Stafford: What was the first sign that something might be wrong?

Patti & Kyle: By three months, we were starting to get concerned.

Seth's skin started to tighten. He was losing his hair, and he couldn't gain weight, despite a hearty appetite.

Kyle: We had grandmas and grandpas trying to help put weight on him, too.  It wasn't working.  Nothing was working.

Doctors in Darrington and elsewhere were baffled. Then, before Seth's second birthday, they got an answer.  But not the one his parents wanted.

Patti was home alone when the diagnosis arrived in the mail.

Stafford: What did the letter say?

Patti: The letter said that it's progeria.

Stafford: Progeria.

Which meant Seth would never grow up. He would just grow old at an astonishing rate.

Victims of progeria essentially have the bodies of 70 and 80-year-olds. In many ways they resemble their own grandparents more than kids their own age.

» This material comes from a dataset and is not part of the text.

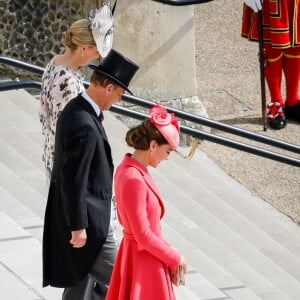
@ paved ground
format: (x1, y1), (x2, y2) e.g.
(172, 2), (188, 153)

They face the same serious health risks as their grandparents: Catastrophic heart attacks and strokes that can happen anytime. It’s an extraordinarily rare disease. There are only about 40 diagnosed cases of progeria in the world today.

Back in 1995, when Patti read the letter disclosing Seth's diagnosis, it laid out a bleak future:

"Heart disease, thinning of the skin, loss of hair and loss of bone strength occur in childhood or early teenage years- currently we have no way to halt these changes."

Stafford: And you're sitting there at home...

Patti: By myself with this letter.

Stafford: What is that moment like?

Patti: I was in shock. It had to be the loneliest moment I think I'd ever had. You know I thought this wasn't gonna end well.

Stafford: Do you feel like just going into a corner and crying?

Patti: Well, I think I did a couple of times.

For support, Patti and Kyle sought out the Sunshine Foundation, an organization that grants wishes to sick children. In 1995, Seth and his mom and dad attended Sunshine's Annual Reunion for Progeria kids and their parents, the real experts on this disease.

Kyle: We got more information from other parents than any doctor could ever tell us.

Stafford: How did you feel these children looked?

Kyle: They looked aged.

Patti: Weak. It was hard to look at the older kids and see what tomorrow had in store for us.

But Seth has made it easier for them, just because of the kind of kid he is.

Patti: He was no different than anyone else in his own eyes-- in his own mind. He was really eager to learn things and he wanted to go.  He was ready to go a hundred miles an hour everywhere.  He learned to walk before he could crawl.

Stafford: So right away, Seth is a boy in a hurry?

Patti: Yes. Ready to go.

Stafford: Do you think there's a reason for that?

Patti: Oh, yeah. I don't think he ever, at any point, was ready to see life pass him by.